Saturday, January 5, 2019

Suburbicon

Year 11, Day 5 - 1/5/19 - Movie #3,105

BEFORE: Oscar Isaac carries over again from "A Most Violent Year", and now that I've tabled "W.E." for later, and realized that he also voices a character in "Spider-Man: Into the Spider-Verse", it's a fair bet I'll see - or hear - him again later this year.  But I've got to keep moving on...


THE PLOT: As a 1950's suburban community self-destructs, a home invasion has sinister consequences for one seemingly normal family.

AFTER: This was pitched as a sort of a dark comedy, and that's often a really vague description, what exactly does that mean?  Is it going to be more "dark" or more "comic"?  But as the story played out, it started to have something of a "Fargo"-like vibe to it, so when the closing credits said the story was written by Joel and Ethan Coen, I wasn't really surprised at all, things then started to make more sense.  Those guys have really found the middle ground between comedy and tragedy over the years, even if sometimes it leans a little more toward comedy, like in "Raising Arizona", and sometimes a little more toward tragedy, like in "No Country for Old Men".  In fact, they wrote part of this screenplay way back in 1986, right after "Blood Simple" came out.  Jeez, do those guys have many more 30-year old screenplays lying around, just waiting to be turned into movies?

I should say that's half the story here, because that old screenplay contained the "family crime" story, which got mixed with another screenplay about the black family moving in to an all-white neighborhood, and what that led to.  So two scripts got Frankenstein-ed together here, which maybe explains why the structure here feels a bit off.  The separate tales are made to run concurrently here, and they mix together just a little bit, but that's not how either story was initially designed.  It's a bit like cooking two meals in the same pot, inevitably they're going to mix together and that's probably going to affect the taste of both in the end.  Whether that resulting taste is good or bad is ultimately up to the diners, or the audience.

But though half of the screenplay was written in the 1980's, it really hearkens back to the 1950's, and it reminds me of the stories of John M. Cain, who wrote "Double Indemnity" and "The Postman Always Rings Twice".  Even though some think of the 1950's as the Best Decade Ever, with the poodle skirts and the jukeboxes and the leather jackets, Elvis and Buddy Holly and Eisenhower's era of good feelings, there was a lot going on that wasn't so great, like spousal abuse and child abuse and so much racism.  And if you believe Cain, then part of that American Dream was figuring out how to kill your family members and collect the sweet insurance money.  But was that really a widespread practice, or just another pulp fiction convention, which then became a Hollywood movie staple?
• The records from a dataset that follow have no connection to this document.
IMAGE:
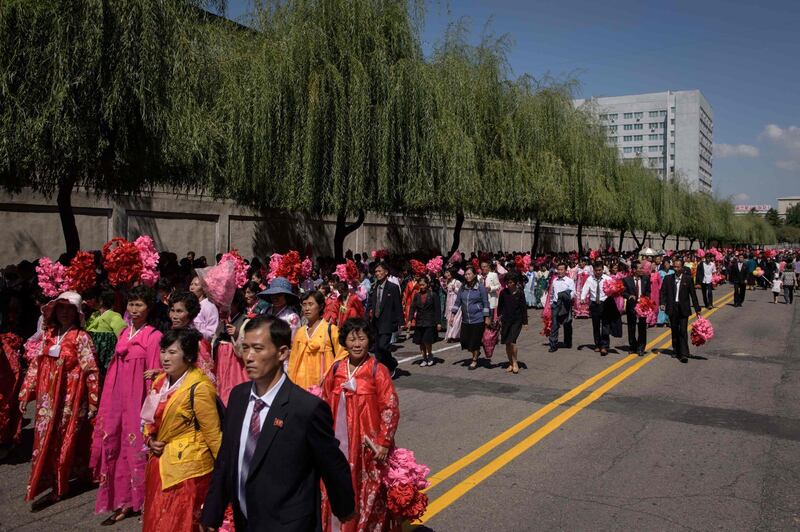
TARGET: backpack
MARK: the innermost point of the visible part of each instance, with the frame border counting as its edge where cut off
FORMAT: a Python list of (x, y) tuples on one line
[(220, 408)]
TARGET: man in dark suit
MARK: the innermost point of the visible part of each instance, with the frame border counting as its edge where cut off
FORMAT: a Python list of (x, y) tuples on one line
[(677, 292), (277, 443), (737, 274), (386, 315), (636, 286)]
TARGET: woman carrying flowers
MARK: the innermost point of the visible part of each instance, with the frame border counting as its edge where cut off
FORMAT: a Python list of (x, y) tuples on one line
[(366, 412)]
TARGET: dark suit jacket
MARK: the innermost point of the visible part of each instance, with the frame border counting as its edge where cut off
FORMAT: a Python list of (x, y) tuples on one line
[(630, 290), (687, 293), (391, 308), (295, 449), (737, 273)]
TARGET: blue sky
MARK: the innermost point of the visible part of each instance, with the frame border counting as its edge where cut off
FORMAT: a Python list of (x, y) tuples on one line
[(743, 55)]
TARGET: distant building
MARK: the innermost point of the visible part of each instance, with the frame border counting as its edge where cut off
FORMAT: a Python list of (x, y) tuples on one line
[(755, 209), (784, 204), (671, 131)]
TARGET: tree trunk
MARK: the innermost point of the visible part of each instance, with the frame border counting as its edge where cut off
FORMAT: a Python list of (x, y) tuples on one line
[(64, 200), (342, 230), (639, 243), (457, 232), (536, 232)]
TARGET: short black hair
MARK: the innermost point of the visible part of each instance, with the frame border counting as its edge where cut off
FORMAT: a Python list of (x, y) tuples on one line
[(107, 299), (356, 325), (187, 338), (189, 301), (279, 331), (144, 294), (317, 296), (252, 286)]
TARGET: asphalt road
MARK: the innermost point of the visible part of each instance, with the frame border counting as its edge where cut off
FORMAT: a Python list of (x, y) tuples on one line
[(576, 441)]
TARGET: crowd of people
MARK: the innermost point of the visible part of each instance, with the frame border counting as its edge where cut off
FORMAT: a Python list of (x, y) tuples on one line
[(218, 396)]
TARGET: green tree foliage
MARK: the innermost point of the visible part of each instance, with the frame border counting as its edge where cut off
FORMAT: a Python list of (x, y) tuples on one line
[(322, 106), (102, 95)]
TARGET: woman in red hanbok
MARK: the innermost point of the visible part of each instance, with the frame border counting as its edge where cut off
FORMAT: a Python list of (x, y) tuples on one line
[(63, 379), (10, 382), (365, 410)]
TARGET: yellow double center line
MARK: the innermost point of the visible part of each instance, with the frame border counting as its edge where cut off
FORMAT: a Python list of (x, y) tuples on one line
[(457, 491)]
And that brings me back to the mixing of the two screenplays, because the film opens with people finding out that they've got an African-American family living in their suburban idyll, and not reacting very well.  Then the story shifts to the home invasion plot, and since something just didn't feel right about the home invasion, I incorrectly assumed that the whole thing was being staged in order to frame the black neighbors for a crime.  It seemed a bit crazy that someone should go to that much trouble to get rid of their neighbors, but since I misread a cause and effect relationship due to the timing of the events, you can kind of see how I jumped to that conclusion.  But, it turned out that there was something hinky going on, so I was wrong, but for the right reasons.

Which is fine, but I strongly suspect that once everything is revealed, and everyone's motivation for doing what they did is out in the open, if you were to go back and watch the beginning again with that knowledge in mind, something's just not going to add up.  You just don't get to the goal you want with a plan like that, that's all I'm saying.  Not now, not then.  So this is a throwback to an alternate past that I'm hoping never existed, or else the good old days weren't really all that good to begin with.

Also starring Matt Damon (last seen in "Deadpool 2"), Julianne Moore (last seen in "Kingsman: The Golden Circle"), Noah Jupe, Glenn Fleshler (also carrying over from "A Most Violent Year"), Alex Hassell (last seen in "Cold Mountain"), Megan Ferguson (last seen in "The Disaster Artist"), Jack Conley (last seen in "Gangster Squad"), Gary Basaraba (last seen in "The Accountant"), Michael D. Cohen, Karimah Westbrook, Leith Burke, Tony Espinosa (last seen in "The Birth of a Nation"), James Handy (last seen in "Logan"), Steven Shaw, Don Baldaramos, Nancy Daly, Richard Kind (last heard in "Inside Out").